Negotiations over the autonomy of Beta have been ongoing for over three years, but the relationship between the fraternity and the University has become increasingly contentious. Last March, an e-mail sent by Whaley and Dean of Students Rick Culliton to all students and parents advised students to refrain from visiting Beta because of frequent hospitalizations due to the overconsumption of alcohol. Last November, Beta was again plunged into controversy after a student reported that she was raped at the fraternity on Oct. 31. The University sent out another e-mail warning students to avoid Beta. A non-student has since been arrested and charged with first degree sexual assault.
In an e-mail to The Argus, Baird Association President Adam Diamond maintained that the fraternity was not especially unsafe.
“We do not believe that the Beta House is any less safe than other Wesleyan-owned properties,” he wrote. “It is impossible to eliminate all bad things from happening around a college campus; we believe it is best to encourage undergraduates to make responsible decisions in a real world environment.”
The Administration rejected an amendment to the policy proposed by the Beta leadership that would clarify the protocol that Public Safety (PSafe) will follow when responding to events at private residences. According to Whaley, the reason that the proposed amendment was rejected was because it limited PSafe’s ability to respond to safety issues and policy violations.
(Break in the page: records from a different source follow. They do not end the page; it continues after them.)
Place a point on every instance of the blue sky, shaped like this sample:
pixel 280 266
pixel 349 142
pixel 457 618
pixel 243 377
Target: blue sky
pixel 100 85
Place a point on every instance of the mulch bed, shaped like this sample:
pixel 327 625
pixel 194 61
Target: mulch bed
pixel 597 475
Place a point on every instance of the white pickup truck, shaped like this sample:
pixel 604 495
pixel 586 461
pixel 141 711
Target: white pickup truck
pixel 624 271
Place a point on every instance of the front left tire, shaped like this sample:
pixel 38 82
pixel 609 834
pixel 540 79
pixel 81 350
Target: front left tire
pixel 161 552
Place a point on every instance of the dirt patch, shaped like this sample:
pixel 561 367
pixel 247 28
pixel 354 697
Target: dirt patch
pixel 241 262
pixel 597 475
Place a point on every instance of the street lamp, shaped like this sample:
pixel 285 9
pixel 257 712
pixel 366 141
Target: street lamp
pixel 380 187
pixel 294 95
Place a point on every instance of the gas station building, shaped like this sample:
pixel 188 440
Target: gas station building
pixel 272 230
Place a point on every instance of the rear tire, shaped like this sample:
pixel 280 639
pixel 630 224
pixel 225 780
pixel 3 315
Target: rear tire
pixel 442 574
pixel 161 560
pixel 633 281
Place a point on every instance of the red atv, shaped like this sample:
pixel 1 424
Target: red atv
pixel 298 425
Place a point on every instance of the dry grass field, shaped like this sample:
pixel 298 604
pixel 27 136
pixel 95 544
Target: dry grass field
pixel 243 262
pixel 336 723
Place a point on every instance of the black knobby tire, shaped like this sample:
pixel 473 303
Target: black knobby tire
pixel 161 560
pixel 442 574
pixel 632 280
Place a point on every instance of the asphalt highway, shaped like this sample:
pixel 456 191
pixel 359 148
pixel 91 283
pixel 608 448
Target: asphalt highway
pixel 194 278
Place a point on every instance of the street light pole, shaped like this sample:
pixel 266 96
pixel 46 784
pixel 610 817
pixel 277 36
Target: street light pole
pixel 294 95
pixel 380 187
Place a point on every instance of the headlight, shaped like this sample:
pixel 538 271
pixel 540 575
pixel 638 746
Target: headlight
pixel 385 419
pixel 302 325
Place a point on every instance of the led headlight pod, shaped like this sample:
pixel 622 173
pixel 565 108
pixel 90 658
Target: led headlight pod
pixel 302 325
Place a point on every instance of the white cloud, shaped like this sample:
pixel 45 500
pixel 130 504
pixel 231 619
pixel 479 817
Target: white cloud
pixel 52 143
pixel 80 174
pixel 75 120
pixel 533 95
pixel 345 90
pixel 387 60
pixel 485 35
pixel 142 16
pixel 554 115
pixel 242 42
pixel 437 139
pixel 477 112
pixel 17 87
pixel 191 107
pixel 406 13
Also, any changes would apply to all private properties including Alpha Delta Phi, Delta Kappa Epsilon, and Psi U.
Whaley said that while the administration is still negotiating with the Beta leadership, it will stand firm on the new amendment.
“I don’t think that we’re really going to negotiate the language of the agreement much more, but we’re of course willing and hopeful that we’ll continue discussions and that they will eventually agree to sign on,” Whaley said.
According to Tanenbaum, in the interest of preserving Beta’s place on campus, current members are willing to sign the agreement if it is approved by the alumni association.
“Beta at Wesleyan has been here since 1890, so we hope that we can continue into the foreseeable future,” he said. “So if it comes to where we have to sign the contract to have that happen then we’re definitely going to sign the contract rather than risk ending everything.”
One parent of a Beta member who wished to remain anonymous criticized the University for the policy change.
“The administration had been pursuing for several years a strategy of intimidation, harassment, wildly exaggerated misinformation and bad faith negotiation,” said the parent in an e-mail to Diamond. “Now that these strategies failed they have resorted to the nuclear option. Because it is a private institution, due process is not required. Thus they will succeed, but students should be aware that something is rotten in the state of Connecticut.”
Whaley recommended that any student contemplating living in Beta next year should enter General Room Selection (GRS) or apply for University-recognized program housing to ensure that they have a legal living arrangement next year. If, after GRS, the alumni association agrees to join University housing, students still wishing to live in Beta can be transferred there.
Tanenbaum said if Beta does become part of program housing, one good outcome would be a defrosting of Beta-University relations.
“A good product of this is that we’ll be able to get a better relationship with the University rather than one where they can’t even acknowledge we exist,” he said. “And the good things we do will also be publicized and not just the bad things, as the University’s current policy is.”